There’s also the fact that much of the story seems reverse-engineered to put the three protagonists in fashionable outfits and lavish locales. For instance, the second half is centered on a heist at a posh hotel in a shiny Middle Eastern country. The problem is it all amounts to nothing; the heist is mere window dressing in a movie that morphs into the equivalent of an aimless rich drifter. Even the smuggling racket fizzles out once the real world takes over; the airline goes out of business and the police – who shaped the film’s first half – become a forgotten footnote. The reverse-engineering is more visible when the plot seeks divine intervention. When Jasmine is randomly generous to an airport peon without any context, you immediately sense that the peon will be a get-out-of-jail card towards the end.
The humour is also laced with a privileged urban gaze of middle-class aspiration – at least twice, Geeta is heard mourning her fall from “beauty queen to bai (domestic help)”. Her husband (Kapil Sharma) runs a food catering service out of their kitchen. The term ‘Divya Rana from Haryana’ loses its ring early on; her double-life – where she pretends to be a pilot for a family that sells their car to support her – feels like cultural appropriation of dreamers like her. Ditto for Jasmine, who lives with her sweet old grandfather (Kulbhushan Kharbanda) as if the film itself is a fan of Rocket Singh: Salesman of the Year (2009). In short, the staging just isn’t as quirky as it might have been, say, two decades ago.

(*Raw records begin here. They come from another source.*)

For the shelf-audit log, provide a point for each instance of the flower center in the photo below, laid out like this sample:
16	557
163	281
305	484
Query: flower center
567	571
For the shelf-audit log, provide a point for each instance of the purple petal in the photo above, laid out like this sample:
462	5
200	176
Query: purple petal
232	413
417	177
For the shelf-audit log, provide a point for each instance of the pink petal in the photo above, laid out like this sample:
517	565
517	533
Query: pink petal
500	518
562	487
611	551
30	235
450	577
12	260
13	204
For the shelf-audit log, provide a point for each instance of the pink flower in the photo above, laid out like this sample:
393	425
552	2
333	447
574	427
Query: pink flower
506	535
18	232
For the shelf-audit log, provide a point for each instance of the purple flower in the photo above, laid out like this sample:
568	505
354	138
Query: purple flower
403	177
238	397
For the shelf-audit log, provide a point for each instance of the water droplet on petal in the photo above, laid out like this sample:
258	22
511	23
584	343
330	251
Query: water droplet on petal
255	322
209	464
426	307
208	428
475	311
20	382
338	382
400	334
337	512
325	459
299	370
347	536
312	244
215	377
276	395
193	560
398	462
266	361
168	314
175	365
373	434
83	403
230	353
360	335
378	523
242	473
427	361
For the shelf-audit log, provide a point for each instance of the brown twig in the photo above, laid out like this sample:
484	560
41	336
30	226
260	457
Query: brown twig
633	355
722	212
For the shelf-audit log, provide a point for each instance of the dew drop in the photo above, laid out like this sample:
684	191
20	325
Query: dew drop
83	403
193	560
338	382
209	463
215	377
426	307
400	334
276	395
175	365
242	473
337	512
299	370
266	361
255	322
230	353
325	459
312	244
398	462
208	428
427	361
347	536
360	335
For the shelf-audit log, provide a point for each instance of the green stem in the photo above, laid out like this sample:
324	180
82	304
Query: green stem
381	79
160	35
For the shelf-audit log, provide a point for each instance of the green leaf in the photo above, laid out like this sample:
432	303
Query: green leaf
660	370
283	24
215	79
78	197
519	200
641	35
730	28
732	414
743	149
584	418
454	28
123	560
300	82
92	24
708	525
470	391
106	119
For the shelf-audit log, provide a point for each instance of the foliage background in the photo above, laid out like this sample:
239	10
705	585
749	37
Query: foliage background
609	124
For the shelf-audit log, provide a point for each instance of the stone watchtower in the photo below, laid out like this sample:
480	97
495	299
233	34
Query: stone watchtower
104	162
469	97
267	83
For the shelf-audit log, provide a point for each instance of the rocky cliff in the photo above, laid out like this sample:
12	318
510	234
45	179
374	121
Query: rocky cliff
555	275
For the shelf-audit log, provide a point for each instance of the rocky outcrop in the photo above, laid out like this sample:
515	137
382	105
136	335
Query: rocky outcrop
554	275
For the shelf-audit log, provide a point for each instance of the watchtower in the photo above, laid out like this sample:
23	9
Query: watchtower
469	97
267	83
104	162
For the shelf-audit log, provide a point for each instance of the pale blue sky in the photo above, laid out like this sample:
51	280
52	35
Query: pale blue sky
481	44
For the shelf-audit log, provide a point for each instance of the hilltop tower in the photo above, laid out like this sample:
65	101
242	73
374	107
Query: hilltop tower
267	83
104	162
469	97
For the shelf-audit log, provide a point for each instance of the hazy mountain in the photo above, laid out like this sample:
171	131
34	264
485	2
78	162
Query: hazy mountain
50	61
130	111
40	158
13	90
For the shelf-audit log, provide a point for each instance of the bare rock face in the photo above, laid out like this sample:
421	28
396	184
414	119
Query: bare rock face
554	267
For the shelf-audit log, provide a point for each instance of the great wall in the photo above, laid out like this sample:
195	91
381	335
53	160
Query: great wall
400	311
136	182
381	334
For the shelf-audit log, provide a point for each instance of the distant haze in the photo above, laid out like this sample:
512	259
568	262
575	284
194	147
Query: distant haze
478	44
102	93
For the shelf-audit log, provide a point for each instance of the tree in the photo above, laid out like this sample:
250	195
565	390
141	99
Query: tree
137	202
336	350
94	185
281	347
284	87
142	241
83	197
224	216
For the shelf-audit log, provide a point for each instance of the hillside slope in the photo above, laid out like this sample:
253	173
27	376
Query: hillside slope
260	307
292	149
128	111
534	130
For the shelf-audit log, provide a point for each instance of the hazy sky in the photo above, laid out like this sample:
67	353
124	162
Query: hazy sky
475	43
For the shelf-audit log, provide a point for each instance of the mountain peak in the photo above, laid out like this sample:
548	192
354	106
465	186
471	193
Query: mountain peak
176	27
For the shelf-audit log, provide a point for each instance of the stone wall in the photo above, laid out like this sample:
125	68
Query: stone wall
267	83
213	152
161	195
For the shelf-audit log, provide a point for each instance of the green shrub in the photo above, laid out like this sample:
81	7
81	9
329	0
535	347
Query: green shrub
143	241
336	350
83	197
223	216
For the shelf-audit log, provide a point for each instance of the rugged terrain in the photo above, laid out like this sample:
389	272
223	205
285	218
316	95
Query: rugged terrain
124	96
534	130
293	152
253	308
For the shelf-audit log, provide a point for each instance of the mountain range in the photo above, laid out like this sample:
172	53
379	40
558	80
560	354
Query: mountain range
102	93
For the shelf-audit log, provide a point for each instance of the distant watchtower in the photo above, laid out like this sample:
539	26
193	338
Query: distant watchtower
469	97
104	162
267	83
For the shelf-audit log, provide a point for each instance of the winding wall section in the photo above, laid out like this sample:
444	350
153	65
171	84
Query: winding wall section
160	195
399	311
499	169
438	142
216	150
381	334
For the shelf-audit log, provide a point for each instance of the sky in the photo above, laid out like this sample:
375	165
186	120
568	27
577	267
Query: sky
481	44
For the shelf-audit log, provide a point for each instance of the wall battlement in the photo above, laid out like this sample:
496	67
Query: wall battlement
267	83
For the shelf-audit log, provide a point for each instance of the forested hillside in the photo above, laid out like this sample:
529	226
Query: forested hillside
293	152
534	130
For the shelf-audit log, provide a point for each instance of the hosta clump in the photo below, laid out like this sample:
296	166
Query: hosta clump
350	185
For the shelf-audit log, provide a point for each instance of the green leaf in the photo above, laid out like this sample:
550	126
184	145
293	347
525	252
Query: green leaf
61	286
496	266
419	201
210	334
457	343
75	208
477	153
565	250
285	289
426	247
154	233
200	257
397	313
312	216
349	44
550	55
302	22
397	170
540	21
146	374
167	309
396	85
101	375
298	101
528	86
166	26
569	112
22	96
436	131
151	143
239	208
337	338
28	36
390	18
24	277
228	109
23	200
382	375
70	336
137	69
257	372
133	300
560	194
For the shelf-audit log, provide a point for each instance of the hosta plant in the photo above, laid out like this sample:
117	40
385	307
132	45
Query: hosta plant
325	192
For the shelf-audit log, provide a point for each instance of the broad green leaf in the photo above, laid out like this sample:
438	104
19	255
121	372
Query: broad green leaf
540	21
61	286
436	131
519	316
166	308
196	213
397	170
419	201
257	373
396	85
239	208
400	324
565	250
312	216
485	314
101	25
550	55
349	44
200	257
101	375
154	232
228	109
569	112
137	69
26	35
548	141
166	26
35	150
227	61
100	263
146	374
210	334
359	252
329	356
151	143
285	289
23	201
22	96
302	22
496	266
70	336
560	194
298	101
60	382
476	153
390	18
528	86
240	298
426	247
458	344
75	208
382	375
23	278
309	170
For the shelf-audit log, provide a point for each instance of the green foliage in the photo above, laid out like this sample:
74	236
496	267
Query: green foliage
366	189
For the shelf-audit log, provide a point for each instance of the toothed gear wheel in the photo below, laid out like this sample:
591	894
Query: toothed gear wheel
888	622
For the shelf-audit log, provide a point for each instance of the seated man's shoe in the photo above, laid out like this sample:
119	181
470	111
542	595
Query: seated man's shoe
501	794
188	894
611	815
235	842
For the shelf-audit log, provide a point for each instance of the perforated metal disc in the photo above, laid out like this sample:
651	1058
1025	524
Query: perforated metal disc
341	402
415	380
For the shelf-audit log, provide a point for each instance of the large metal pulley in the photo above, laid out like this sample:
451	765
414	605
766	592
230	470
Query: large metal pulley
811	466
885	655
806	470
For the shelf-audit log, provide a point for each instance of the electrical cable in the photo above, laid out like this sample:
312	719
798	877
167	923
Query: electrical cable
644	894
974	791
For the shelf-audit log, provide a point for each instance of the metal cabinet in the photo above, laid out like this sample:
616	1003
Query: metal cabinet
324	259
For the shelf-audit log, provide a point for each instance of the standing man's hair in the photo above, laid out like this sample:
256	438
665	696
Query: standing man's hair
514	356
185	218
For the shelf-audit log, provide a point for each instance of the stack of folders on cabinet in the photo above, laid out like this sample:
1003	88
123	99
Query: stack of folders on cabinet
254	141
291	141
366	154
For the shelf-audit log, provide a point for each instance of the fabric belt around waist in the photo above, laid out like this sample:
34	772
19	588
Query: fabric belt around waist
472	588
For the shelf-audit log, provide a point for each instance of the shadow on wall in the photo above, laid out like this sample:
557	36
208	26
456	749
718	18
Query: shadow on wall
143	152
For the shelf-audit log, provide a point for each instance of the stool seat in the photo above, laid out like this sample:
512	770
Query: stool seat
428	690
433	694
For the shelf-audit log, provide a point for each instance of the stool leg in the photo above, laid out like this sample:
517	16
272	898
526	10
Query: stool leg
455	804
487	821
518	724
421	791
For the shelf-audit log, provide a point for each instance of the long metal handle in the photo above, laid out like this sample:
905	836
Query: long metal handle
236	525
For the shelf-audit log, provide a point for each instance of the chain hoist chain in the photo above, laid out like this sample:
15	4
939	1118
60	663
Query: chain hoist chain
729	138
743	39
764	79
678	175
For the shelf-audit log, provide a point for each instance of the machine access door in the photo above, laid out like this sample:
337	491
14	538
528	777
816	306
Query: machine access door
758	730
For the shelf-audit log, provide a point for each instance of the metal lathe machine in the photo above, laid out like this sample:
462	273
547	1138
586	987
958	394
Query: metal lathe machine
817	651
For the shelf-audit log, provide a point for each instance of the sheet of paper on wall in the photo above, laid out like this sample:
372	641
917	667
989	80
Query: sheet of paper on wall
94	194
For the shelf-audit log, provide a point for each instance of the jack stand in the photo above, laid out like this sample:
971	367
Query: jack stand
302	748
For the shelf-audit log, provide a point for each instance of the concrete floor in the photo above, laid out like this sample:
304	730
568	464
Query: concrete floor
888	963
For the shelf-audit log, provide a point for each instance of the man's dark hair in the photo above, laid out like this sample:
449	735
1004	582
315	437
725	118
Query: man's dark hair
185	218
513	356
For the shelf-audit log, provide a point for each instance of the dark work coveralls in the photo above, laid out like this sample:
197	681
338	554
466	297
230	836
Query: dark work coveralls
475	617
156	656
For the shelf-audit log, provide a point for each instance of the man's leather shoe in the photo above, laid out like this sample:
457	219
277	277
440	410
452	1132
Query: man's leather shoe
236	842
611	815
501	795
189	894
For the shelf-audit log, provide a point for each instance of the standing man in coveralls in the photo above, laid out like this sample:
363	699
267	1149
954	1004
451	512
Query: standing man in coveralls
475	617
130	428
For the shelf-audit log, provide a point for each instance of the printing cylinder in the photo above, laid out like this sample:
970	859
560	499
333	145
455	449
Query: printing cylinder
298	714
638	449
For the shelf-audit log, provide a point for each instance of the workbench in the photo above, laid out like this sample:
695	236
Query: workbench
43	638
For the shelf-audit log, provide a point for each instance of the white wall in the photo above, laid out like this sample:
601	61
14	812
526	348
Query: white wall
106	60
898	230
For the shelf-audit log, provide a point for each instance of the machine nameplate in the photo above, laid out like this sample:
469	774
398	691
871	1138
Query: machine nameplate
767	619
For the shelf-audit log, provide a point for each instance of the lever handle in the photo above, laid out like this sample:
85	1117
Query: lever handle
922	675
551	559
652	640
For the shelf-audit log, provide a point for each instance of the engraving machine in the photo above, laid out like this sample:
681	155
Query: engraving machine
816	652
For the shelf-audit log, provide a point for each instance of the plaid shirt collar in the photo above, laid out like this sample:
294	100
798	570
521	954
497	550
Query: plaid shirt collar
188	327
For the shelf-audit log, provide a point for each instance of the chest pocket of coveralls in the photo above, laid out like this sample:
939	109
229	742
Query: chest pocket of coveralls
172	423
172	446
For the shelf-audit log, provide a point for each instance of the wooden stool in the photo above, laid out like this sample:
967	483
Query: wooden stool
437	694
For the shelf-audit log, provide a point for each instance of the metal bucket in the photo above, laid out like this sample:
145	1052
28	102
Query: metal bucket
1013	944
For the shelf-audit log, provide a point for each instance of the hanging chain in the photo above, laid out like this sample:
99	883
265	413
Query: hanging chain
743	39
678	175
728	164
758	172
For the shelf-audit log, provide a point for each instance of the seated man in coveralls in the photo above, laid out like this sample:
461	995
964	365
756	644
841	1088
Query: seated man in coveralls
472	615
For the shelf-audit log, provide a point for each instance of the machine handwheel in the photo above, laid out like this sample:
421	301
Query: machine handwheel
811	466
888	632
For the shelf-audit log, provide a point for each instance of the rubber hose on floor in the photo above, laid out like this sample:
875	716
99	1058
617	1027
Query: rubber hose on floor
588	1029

You wouldn’t question all the flab if it were entertaining. But Crew tries too hard. The result is a self-conscious comedy, where people delivering one-liners sound like people delivering one-liners. It seems so enamoured by its cast that it forgets to truly understand and trust them. It doesn’t register – or adapt to – the distinct fame of actors like Kareena Kapoor Khan and Tabu. An example to follow is the use of Vijay Raaz in Lootcase; the very idea of an earthy gangster who’s obsessed with wildlife metaphors plays right into the performer’s hands. It’s almost like the deadly don is calibrated to milk the deadpan charms of the actor. But in Crew, both Kareena and Tabu look a tad uncomfortable in the louder and more slapstick moments; the effort to ‘do’ a comedy overwhelms their natural instincts. The swag is there, but the feel is missing: Jasmine isn’t starry enough and Geeta isn’t languid enough. Sanon is more convincing, because her identity hasn’t accumulated as many miles as the other two yet.
It also says something that the three characters don’t look like they’d hang out with each other outside planes. They do it because they’re in the same film together; the older women act all cool around Divya, and she spends most of her scenes blushing and going “Oh Geeta ma’am!”. The secondary cast – like Diljit Dosanjh as a Customs officer, and Saswata Chatterjee as king of not-so-good times Vijay Walia – is wasted. I’d like to believe that men being an afterthought is a deliberate ploy in a female-driven film, but that’s just my Ken-ergy speaking. The dominant genre of Crew is punctured by the urge to mean something – to be a hijinks-feminist saga or a light coming-of-age dramedy. That’s the burden of luxury. It’s the stress of having too much and thinking too hard. “How can we go wrong?” soon becomes “What if we go wrong?” It’s like breaking all individual records – only to choke when it matters. Some call it RCB, others call it the Indian cricket team. Either way, it’s the viewers who feel defeated. The reality of what Crew is hurts more than the empty hope of what it isn’t.